Understanding the ‘yield’ Keyword in Python
The yield
keyword in Python is used in a function like a return statement, but it returns a generator. A generator is an iterator, a kind of iterable you can only iterate over once. Generators do not store all the values in memory, they generate the values on the fly, which makes them much more memory-efficient when dealing with large datasets.
This is a recipe from PythonFleek. Get the free e-book today!
CODE
Yield keyword in Python returns a generator
def fib(limit):
a, b = 0, 1
while a < limit:
yield a
a, b = b, a + b
EXPLANATION
This keyword is used by Python developers, especially those working with large datasets and needing to optimize memory usage.
— Definition: yield
is a keyword in Python that is used in a function like a return statement but it returns a generator.

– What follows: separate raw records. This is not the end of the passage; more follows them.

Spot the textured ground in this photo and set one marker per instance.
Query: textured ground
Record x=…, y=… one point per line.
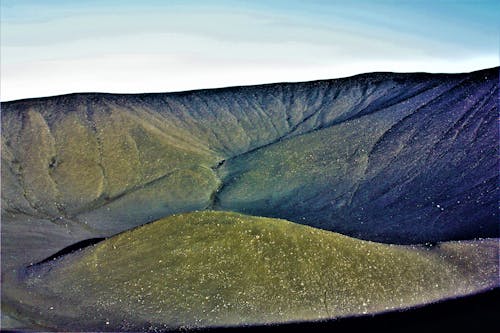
x=392, y=158
x=218, y=268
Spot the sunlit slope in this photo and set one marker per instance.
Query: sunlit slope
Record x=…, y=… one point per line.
x=218, y=268
x=398, y=158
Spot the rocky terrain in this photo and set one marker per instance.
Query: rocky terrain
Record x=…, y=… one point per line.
x=383, y=157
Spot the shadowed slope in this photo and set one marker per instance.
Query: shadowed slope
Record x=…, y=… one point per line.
x=402, y=174
x=217, y=268
x=391, y=157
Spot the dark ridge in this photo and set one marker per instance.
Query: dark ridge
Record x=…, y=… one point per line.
x=70, y=249
x=460, y=314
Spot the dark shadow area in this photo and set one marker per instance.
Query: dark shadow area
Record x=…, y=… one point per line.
x=70, y=249
x=467, y=313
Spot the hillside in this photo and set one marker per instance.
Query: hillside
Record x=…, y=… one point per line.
x=217, y=269
x=398, y=158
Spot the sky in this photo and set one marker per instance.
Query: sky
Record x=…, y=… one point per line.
x=52, y=47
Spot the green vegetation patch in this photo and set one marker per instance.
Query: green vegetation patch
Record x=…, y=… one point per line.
x=221, y=268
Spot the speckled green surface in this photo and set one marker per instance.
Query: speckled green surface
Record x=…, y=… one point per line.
x=220, y=268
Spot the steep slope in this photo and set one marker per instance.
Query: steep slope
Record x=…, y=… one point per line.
x=218, y=268
x=404, y=174
x=392, y=157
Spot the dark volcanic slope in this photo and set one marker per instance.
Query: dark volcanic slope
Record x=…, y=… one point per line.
x=399, y=158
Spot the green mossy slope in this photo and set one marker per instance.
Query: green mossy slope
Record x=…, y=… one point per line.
x=219, y=268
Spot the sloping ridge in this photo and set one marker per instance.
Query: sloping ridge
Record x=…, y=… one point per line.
x=399, y=158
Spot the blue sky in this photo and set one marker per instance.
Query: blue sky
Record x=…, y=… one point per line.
x=55, y=46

— Generator: A generator is an iterator, a kind of iterable you can only iterate over once. Generators do not store all the values in memory, they generate the values on the fly.
— Usage: yield
is used when we want to iterate over a sequence, but don’t want to store the entire sequence in memory.
— Function: When a function containing yield
is called, it returns a generator object without even beginning execution of the function.

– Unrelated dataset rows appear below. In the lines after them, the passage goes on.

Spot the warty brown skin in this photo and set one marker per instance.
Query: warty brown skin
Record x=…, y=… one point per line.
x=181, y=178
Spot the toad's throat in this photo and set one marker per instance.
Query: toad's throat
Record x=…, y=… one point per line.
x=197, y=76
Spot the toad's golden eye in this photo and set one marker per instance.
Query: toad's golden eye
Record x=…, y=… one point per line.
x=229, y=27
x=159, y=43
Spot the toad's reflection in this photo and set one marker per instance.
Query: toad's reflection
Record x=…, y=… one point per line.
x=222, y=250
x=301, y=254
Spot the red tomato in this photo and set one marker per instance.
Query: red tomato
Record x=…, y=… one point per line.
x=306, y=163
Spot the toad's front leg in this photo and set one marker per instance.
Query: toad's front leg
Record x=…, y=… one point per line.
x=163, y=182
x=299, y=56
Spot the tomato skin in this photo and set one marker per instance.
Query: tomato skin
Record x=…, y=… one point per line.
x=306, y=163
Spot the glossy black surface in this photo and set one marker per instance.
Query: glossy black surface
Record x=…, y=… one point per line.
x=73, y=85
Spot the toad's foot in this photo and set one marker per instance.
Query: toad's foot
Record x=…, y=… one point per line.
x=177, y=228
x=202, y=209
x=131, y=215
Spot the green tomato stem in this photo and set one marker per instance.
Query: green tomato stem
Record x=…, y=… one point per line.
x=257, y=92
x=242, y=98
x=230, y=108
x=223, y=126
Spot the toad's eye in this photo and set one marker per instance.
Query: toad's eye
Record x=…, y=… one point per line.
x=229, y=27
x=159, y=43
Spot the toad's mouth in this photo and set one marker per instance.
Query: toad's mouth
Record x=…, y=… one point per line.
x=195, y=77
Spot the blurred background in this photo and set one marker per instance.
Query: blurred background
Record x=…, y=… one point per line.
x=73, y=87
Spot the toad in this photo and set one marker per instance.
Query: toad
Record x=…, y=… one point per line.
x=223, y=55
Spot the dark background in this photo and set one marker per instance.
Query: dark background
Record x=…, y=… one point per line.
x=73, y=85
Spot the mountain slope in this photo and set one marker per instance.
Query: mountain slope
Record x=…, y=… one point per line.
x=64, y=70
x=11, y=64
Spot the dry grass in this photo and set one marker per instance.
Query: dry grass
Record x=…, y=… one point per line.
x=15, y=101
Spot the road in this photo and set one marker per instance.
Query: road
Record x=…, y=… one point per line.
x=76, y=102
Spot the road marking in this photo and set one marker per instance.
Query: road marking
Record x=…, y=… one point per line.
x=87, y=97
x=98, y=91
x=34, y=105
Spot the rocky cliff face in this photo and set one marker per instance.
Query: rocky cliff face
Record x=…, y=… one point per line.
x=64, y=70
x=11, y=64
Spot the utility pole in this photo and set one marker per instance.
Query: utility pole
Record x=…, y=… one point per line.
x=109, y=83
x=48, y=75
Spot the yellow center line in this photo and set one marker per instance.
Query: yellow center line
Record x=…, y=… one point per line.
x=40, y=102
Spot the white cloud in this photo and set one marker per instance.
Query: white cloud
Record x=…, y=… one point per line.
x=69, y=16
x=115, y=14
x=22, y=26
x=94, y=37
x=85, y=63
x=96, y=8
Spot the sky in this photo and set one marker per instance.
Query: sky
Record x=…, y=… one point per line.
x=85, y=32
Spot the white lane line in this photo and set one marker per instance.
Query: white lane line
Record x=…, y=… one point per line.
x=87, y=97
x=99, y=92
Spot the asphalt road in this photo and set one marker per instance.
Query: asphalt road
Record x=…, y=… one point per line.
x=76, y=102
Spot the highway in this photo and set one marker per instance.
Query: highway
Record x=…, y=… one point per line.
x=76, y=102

— Execution: When __next__()
method is called for the first time, the function starts executing until it reaches the yield
statement. The yielded value is returned by the __next__()
call.
— Pause & Continue: The function execution is paused and the control is transferred to the caller. Local variables and their states are remembered between successive calls.
— End: Finally, when the function is called and the function is terminated, StopIteration is raised automatically on further calls.
— Example: In the provided code, a generator function is defined that yields numbers from 0 to 9. We can iterate over these numbers using a for loop or manually using the next()
function.
— Benefit: The main advantage of generator over a list is that it takes much less memory.
— Use Cases: We should use yield
when we want to iterate over a large sequence, but don’t want to store the entire sequence in memory.
Understanding the ‘yield’ Keyword in Python
The ‘yield’ keyword in Python is used in a function like a return statement, but it returns a generator.
Why: Understanding the ‘yield’ keyword is crucial for Python developers as it allows for more efficient memory usage when dealing with large datasets. It is especially useful in scenarios where you need to iterate over a large sequence, but don’t want to store the entire sequence in memory.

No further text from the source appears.